On July 15, 2019, an attempt to recall Dunleavy began following a public backlash over his cuts to public assistance, education and therefore the University of Alaska ($135 million move state funding, a few 41% reduction). to possess the petition certified by the Division of Elections, the petitioners were required to submit 28,501 signatures (approximately 10% of the voting population in Alaskas last general election).

On September 5, 2019, volunteers submitted 49,006 petition signatures to the Alaska Division of Elections for certification. On November 4, 2019, the Division of Elections declined to certify the recall petition following the issuance of an opinion by Alaska Attorney General Kevin Clarkson. Clarkson acknowledged that the petitioners had submitted sufficient signatures and paid the required fees, but asserted that "the four allegations against the governor fail to satisfy any of the listed grounds for recall—neglect of duty, incompetence, or lack of fitness". The petitioners stated that they might appeal the division's decision.

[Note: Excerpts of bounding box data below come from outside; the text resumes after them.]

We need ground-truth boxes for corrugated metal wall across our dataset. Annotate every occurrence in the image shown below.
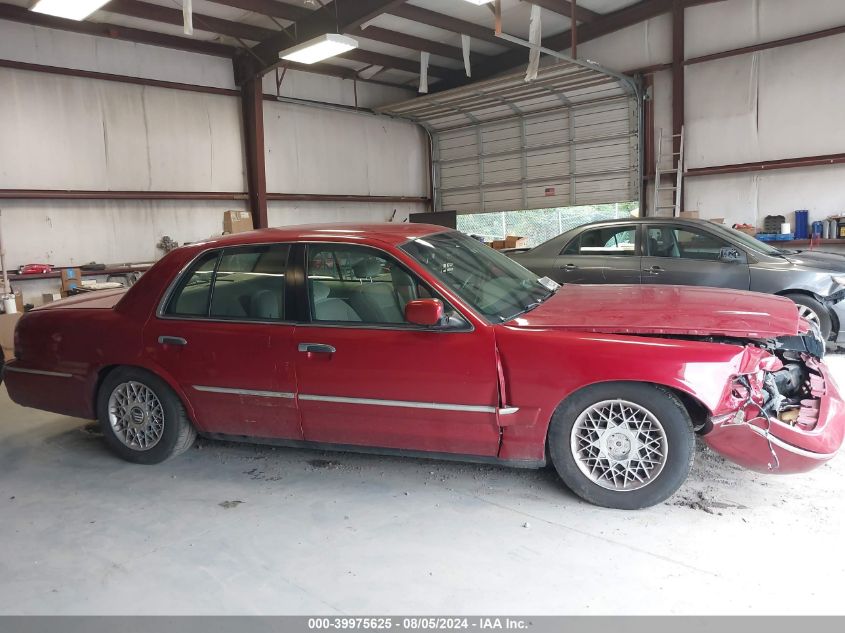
[578,0,845,224]
[0,21,428,276]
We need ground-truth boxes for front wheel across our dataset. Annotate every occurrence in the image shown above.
[97,367,197,464]
[784,294,833,341]
[549,382,695,510]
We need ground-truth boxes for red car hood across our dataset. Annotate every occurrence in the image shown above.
[35,288,126,310]
[511,285,808,339]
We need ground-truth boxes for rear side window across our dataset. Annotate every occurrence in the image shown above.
[165,244,290,321]
[164,251,220,316]
[561,226,637,257]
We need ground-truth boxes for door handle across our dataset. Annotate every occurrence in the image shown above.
[158,336,188,347]
[299,343,337,354]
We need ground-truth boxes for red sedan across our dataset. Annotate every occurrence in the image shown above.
[5,224,845,509]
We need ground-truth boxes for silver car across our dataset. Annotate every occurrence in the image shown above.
[508,218,845,346]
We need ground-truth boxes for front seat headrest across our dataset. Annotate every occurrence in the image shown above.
[249,290,281,319]
[352,257,382,279]
[311,281,332,301]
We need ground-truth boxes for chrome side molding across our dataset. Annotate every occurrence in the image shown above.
[193,385,295,400]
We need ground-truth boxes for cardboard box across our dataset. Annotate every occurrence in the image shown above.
[0,314,21,360]
[223,211,254,233]
[62,268,82,294]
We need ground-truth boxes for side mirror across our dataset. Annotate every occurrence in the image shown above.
[719,246,743,264]
[405,299,443,327]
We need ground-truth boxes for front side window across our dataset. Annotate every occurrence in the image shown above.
[561,226,637,257]
[646,226,736,261]
[402,231,556,322]
[165,244,289,321]
[307,244,465,325]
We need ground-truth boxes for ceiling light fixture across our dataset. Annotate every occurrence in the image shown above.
[31,0,108,20]
[279,33,358,64]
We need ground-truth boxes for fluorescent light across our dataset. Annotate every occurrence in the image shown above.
[279,33,358,64]
[32,0,108,20]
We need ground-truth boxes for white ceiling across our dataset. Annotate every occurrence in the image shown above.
[6,0,639,83]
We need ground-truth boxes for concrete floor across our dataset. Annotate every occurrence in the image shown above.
[0,356,845,614]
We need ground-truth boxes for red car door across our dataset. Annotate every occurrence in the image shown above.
[144,244,302,439]
[294,244,499,456]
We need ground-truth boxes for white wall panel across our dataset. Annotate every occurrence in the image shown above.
[267,201,426,227]
[686,165,845,225]
[686,36,845,167]
[264,102,428,196]
[0,68,245,191]
[686,0,845,58]
[0,20,235,88]
[2,200,245,268]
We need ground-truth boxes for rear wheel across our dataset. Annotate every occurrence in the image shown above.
[549,382,695,510]
[784,294,832,341]
[97,367,196,464]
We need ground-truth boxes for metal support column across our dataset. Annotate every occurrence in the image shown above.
[241,77,269,229]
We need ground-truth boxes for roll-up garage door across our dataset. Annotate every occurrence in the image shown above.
[379,62,642,214]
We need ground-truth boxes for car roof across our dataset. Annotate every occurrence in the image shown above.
[192,222,451,246]
[571,217,725,231]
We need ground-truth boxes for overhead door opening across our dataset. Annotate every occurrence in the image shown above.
[380,60,642,244]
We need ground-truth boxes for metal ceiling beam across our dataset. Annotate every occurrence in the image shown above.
[432,0,726,92]
[102,0,276,42]
[345,26,464,61]
[387,4,521,48]
[522,0,602,22]
[0,3,236,57]
[202,0,312,22]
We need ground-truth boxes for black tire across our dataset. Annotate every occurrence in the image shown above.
[783,293,833,341]
[97,367,197,464]
[549,382,695,510]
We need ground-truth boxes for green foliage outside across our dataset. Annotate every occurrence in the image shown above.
[458,202,640,246]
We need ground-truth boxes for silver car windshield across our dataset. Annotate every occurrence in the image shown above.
[714,224,783,257]
[402,231,558,323]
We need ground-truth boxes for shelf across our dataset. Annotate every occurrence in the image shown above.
[760,239,845,248]
[8,264,152,282]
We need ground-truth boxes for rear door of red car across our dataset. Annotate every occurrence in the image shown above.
[294,243,499,456]
[144,244,302,439]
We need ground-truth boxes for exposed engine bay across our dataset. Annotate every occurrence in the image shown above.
[644,328,832,473]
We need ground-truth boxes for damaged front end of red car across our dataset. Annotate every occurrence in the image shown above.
[702,336,845,474]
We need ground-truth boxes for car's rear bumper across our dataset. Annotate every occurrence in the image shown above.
[702,363,845,474]
[2,360,94,419]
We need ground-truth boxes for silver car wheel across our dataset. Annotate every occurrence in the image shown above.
[109,381,164,451]
[795,304,821,328]
[570,400,669,492]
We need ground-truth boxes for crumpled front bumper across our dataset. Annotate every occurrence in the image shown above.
[702,362,845,474]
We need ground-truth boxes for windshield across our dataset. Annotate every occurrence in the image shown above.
[714,224,782,257]
[402,232,558,322]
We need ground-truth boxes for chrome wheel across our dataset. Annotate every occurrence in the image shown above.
[108,381,164,451]
[570,400,669,492]
[795,304,821,329]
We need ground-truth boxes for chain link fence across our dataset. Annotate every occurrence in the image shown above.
[458,202,640,246]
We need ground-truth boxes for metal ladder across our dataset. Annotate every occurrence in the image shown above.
[652,127,684,218]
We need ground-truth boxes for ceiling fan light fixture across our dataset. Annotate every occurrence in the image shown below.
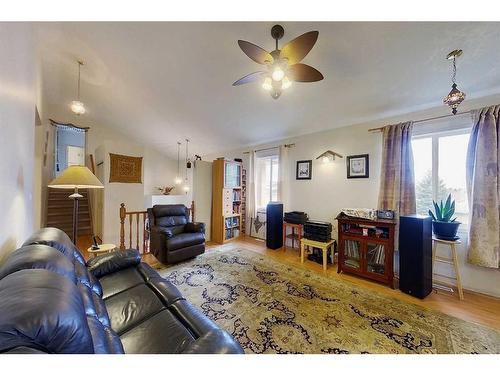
[272,66,285,81]
[233,25,324,99]
[281,77,292,90]
[70,100,86,116]
[262,77,273,91]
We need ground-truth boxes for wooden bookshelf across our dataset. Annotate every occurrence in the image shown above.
[337,217,396,288]
[212,159,245,243]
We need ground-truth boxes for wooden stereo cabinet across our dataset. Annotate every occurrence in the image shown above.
[337,217,396,288]
[212,159,244,243]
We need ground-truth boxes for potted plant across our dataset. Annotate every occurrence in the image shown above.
[429,194,460,241]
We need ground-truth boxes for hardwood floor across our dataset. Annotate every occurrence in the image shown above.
[78,237,500,331]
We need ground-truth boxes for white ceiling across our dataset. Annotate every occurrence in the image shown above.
[36,22,500,157]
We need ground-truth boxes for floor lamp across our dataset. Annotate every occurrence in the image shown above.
[48,165,104,246]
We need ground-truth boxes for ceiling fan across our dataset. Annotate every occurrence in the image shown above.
[233,25,323,99]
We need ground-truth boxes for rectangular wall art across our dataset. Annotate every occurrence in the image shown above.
[109,153,142,184]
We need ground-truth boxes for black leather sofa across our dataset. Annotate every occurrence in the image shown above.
[148,204,205,264]
[0,228,243,354]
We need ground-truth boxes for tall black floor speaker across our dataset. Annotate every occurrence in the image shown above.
[266,202,283,249]
[399,215,432,298]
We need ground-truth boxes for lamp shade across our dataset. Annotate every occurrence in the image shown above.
[48,165,104,189]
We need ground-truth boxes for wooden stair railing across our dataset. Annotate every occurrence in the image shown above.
[120,201,194,254]
[120,203,149,254]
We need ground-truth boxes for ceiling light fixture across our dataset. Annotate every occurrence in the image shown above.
[443,49,465,115]
[70,60,86,116]
[175,142,182,185]
[184,139,191,194]
[233,25,323,99]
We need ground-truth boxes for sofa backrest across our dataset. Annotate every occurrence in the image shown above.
[0,228,123,353]
[151,204,189,227]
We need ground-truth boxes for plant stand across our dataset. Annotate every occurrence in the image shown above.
[432,237,464,301]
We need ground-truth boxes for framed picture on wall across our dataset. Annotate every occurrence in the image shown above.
[295,160,312,180]
[347,154,370,178]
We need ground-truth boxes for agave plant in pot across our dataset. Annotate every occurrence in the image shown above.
[429,194,460,241]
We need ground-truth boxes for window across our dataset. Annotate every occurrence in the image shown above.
[255,154,279,209]
[412,127,470,230]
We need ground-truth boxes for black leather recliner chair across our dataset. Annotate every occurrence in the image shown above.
[148,204,205,264]
[0,228,243,354]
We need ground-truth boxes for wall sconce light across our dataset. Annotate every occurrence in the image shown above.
[316,150,343,164]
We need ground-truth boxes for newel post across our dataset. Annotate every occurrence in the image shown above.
[120,203,127,250]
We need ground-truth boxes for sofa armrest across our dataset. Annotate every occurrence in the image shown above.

In January 2020, Anchorage court Judge Eric Aarseth rejected the division's decision to not certify the recall petition. The state appealed Aarseth's ruling to the Alaska Supreme Court, which on May 8 affirmed that the recall effort could proceed. The "Recall Dunleavy" effort did not submit sufficient signatures to trigger a recall election in November 2020 but said it planned to continue gathering signatures with the hope of holding a recall election in 2021.